I shook my head. “These…these aren’t my babies.”
The nurses tried to reassure me, but I ignored them as I instinctively looked up at Beau for help. He held a loose fist against his lips as he looked at the babies, his eyes glistening.
A faint itch of recognition tickled the back of my mind. I had seen the face of my twins before—not in an ultrasound, but on the wall of the second story landing back at Fontaine Manor.
My cheeks rose with a smile as I looked down at the twins, then back up at Beau. “These aren’t my babies, they’reyourbabies. They look exactly like—”
“I know,” Beau rasped, nodding his head slightly. “I…I see.”
He was stone still, as if he could freeze his incoming tears in place to keep them from falling.
I wiggled my toes, just to make sure I could move from the waist down, and then scooted over in the bed to make room.
“Well, come on,” I said with a pointed glance to the empty spot on the mattress. “Get in here and meet your children.”
Beau carefully sat in the bed, easing beside me so he wouldn’t startle the sleeping babies. His shoulder brushed against mine and his ribs mashed against my side. He was far too big for the hospital bed, but I still invited him to take up every remaining inch of space.
His face softened as he looked at the twins. He gently stroked Annie’s cheek and she gave him a tiny smile. Brady grunted in his sleep and his arm burst out of his swaddle, but Beau caught his little fist and held it.
“Our perfect babies,” he whispered as his thumb lightly traced Brady’s fist.
With a silent sigh, I rested my head on Beau’s shoulder. I had all of Beau’s love before, but that soothing warmth grew beforemy eyes, encompassing not just two, but four hearts.
And it felt wonderful.
The nurses helped us unwrap the babies from their swaddles and I breathed a sigh of relief when both twins latched for their first tandem feed. We braved through their first diaper changes. I discovered a small cleft on Brady’s chin that my mother also had. Annie’s slender fingers, just like her father’s, wrapped around my thumb and I nearly burst into tears.
All the while, Beau snapped picture after picture, his phone constantly vibrating as his mother responded to every image of the twins he sent her.
Sunlight bled through the hospital window and faded into a cool night, but time had become an abstract concept as we cared for the twins. When one baby settled down, the other would instantly start crying. We fed and burped and bounced the babies until we could scarcely keep our eyes open.
On top of meeting the twins’ every need, I was occasionally reminded that I was also recovering from major surgery. Nurses came in and out of the room at all hours. I was poked and pressed and given more pills than I could keep track of, but Beau stayed with me through it all—never complaining once.
On the second day of our hospital stay, a nurse came in with a stack of paperwork and a pen—the official government forms for the twins’ legal names.
I sat in the bed with the papers in my lap, my eyes scanning the blank forms, but then I looked up at Beau. He sat in the gray leather chair beside me with his eyes closed, holding the twins as they rested on his bare chest.
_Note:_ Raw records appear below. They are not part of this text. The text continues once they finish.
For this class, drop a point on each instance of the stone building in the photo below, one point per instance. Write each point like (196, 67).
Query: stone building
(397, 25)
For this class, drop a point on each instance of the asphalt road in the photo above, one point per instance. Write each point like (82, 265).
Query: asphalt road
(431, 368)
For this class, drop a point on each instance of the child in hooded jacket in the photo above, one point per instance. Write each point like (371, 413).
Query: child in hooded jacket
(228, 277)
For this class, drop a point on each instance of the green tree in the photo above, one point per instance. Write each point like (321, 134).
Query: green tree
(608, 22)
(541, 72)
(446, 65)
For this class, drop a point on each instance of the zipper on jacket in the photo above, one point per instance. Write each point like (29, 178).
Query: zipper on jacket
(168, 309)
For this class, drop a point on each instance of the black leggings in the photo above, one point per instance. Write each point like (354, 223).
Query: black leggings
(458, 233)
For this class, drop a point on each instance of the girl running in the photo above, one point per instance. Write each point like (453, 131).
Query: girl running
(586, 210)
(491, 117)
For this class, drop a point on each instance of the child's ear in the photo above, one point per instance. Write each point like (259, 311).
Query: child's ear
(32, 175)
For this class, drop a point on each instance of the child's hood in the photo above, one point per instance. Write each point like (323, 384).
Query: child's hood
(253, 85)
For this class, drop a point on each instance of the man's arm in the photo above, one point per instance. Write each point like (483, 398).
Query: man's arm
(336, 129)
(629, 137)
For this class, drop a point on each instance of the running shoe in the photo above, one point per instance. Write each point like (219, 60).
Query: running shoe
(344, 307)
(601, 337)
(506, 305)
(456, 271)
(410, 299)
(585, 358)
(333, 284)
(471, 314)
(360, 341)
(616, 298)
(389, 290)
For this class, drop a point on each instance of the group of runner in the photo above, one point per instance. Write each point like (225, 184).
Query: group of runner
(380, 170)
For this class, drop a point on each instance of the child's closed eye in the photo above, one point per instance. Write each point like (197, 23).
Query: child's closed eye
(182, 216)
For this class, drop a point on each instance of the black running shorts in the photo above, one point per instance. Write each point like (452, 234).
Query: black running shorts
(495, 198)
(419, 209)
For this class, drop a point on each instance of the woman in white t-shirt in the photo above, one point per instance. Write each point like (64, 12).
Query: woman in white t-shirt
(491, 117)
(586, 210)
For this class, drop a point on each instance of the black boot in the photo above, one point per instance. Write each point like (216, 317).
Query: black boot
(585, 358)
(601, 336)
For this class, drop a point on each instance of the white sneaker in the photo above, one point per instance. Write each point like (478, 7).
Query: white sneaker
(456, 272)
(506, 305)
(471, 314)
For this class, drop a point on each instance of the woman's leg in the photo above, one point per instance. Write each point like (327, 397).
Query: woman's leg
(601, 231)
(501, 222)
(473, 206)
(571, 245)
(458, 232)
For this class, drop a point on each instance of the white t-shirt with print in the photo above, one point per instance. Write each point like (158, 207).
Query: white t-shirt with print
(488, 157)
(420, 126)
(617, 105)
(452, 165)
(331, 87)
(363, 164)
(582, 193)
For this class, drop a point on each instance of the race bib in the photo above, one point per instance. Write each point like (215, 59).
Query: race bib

Even though Beau was surviving on his third cup of drip coffee from the nurse’s station, his breathing wasn’t in his usual sleeping pattern. The twins, Annie under her lavender blanket and Brady under his sage one, had their cheeks smushed against their father’s chest as they slept peacefully in his arms.
A faint smile lifted my cheeks and I turned to my bedside table, where my mother’s ashes sat beside my breast pump and my hospital water jug.
Mom always told me I could do hard things, and she was right. I had braved through a tough pregnancy, swallowed my pride and accepted help, and survived a life-threatening delivery. Though victory after victory, one achievement was always out of reach—happiness.
I had always thought happiness was a temporary sunbeam that flashed in the gilt of triumph. I created my own happiness with an expensive pair of shoes, a strand of glittering Christmas lights, or the defeat of a bitter rival. Joy was earned, it wasn’t a state of being.
But when Beau came back into my life, I stopped trying to achieve happiness. At first, I was focused on mere survival—counting down the days until I could be back on my feet and continue conquering the world—, but then I found pockets of joy in mere existence. What began as quiet contentment with Beau had turned into deep comfort that led to occasional glitters of exhilaration—and he hadn’t made me earn any of it.
I had sworn off commitment because I had seen men take and take from my mother, but Beau was different. He gave. Not just money, cars, or jewels, but he gave himself, even when I wouldn’t reciprocate. Being with him had been so easy that I had thought I was falling into a trap, but what if I deserved an easy life? What if I deserved happiness?
Accepting that I deserved comfort and happiness from another person might have been the hardest thing for me to do, but like my mother said, I could do hard things.
I put the pen down on top of the forms. “Beau?”
He opened one eye. “Hmm?”
I wrung my hands in my lap. “You said you love me, but do you trust me?”
He blinked both eyes open and then stared off into a corner for a moment. Just when I thought the sleepless night had caught up with him, he turned back and looked at me.
“You’ve always been true to yourself and true to your word,” he responded. “Everything you said you would do, you’ve done. So, yes, I trust you.”